Hackel v. Macomb Cnty. Comm'n

Decision Date30 October 2012
Docket NumberDocket No. 310402.
Citation298 Mich.App. 311,826 N.W.2d 753
PartiesHACKEL v. MACOMB COUNTY COMMISSION.
CourtCourt of Appeal of Michigan — District of US

OPINION TEXT STARTS HERE

Clark Hill PLC (by James E. Brenner, Detroit and Gregory N. Longworth, Grand Rapids), for Mark Hackel.

O'Reilly Rancilio, P.C., Sterling Heights (by Lawrence M. Scott and Donald P. DeNault, Jr.), for the Macomb County Commission.

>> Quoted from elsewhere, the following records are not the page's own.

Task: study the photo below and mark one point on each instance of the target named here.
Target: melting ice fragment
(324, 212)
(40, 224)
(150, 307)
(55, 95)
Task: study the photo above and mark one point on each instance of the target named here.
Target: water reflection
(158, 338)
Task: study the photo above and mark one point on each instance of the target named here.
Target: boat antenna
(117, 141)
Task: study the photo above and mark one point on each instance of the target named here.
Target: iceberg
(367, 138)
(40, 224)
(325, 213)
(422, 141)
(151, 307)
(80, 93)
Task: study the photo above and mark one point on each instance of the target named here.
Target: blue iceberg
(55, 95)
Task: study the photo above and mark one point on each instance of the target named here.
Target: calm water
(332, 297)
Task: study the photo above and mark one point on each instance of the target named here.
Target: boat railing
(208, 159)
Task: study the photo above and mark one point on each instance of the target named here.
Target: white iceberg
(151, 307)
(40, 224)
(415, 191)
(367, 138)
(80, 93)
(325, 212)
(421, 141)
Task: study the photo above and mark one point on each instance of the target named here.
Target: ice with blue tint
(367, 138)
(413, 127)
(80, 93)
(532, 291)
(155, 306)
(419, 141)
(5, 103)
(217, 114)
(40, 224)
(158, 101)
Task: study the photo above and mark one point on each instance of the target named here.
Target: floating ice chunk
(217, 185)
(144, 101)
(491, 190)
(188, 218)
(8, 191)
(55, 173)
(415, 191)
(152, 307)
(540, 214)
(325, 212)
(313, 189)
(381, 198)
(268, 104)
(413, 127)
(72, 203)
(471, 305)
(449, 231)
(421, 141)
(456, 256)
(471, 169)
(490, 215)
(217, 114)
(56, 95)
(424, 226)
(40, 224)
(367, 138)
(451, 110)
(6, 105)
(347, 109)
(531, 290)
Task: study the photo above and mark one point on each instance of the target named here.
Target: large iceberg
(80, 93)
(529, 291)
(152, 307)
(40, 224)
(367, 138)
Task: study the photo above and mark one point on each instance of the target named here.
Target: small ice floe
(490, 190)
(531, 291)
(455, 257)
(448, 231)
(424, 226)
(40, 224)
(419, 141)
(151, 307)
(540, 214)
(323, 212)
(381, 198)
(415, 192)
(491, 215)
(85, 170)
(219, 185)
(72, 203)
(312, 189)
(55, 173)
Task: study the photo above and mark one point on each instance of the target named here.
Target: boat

Before: KIRSTEN FRANK KELLY, P.J., and MARKEY and SERVITTO, JJ.

MARKEY, J.

Defendant, Macomb County Commission (the Commission), appeals by right the trial court's order granting summary disposition to plaintiff, Mark Hackel (the Executive), denying summary disposition to the Commission and granting the Executive's request for attorney fees. The Executive brought this action for declaratory and injunctive relief arising from a dispute regarding whether the Executive or the Commission has the authority to approve Macomb County contracts. We reverse and remand for entry of summary disposition for the Commission.

The Commission argues that the trial court erred by granting summary disposition to the Executive and in denying summary disposition to the Commission. We agree. This Court reviews de novo a trial court's decision on a motion for summary disposition. Wayne Co. v. Wayne Co. Retirement Comm., 267 Mich.App. 230, 243, 704 N.W.2d 117 (2005). The Commission moved for summary disposition under MCR 2.116(C)(7), (8), and (10), and the Executive moved for summary disposition under MCR 2.116(C)(9) and (10). The trial court, however, did not indicate under which subrule it decided the motions. Because it is not necessary to consider evidence outside the pleadings to resolve this issue, we conclude that review is appropriate under MCR 2.116(C)(8) and (9). See MCR 2.116(G)(5); Hughes v. Region VII Area Agency on Aging, 277 Mich.App. 268, 273, 744 N.W.2d 10 (2007).

A motion under MCR 2.116(C)(8) “tests the legal sufficiency of the complaint on the basis of the pleadings alone to determine if the opposing party has stated a claim for which relief can be granted.” Begin v. Mich. Bell Tel. Co., 284 Mich.App. 581, 591, 773 N.W.2d 271 (2009). A reviewing court must accept all well-pleaded allegations as true and construe them in the light most favorable to the nonmoving party. Id. The motion should be granted only if no factual development could possibly justify a recovery. Id.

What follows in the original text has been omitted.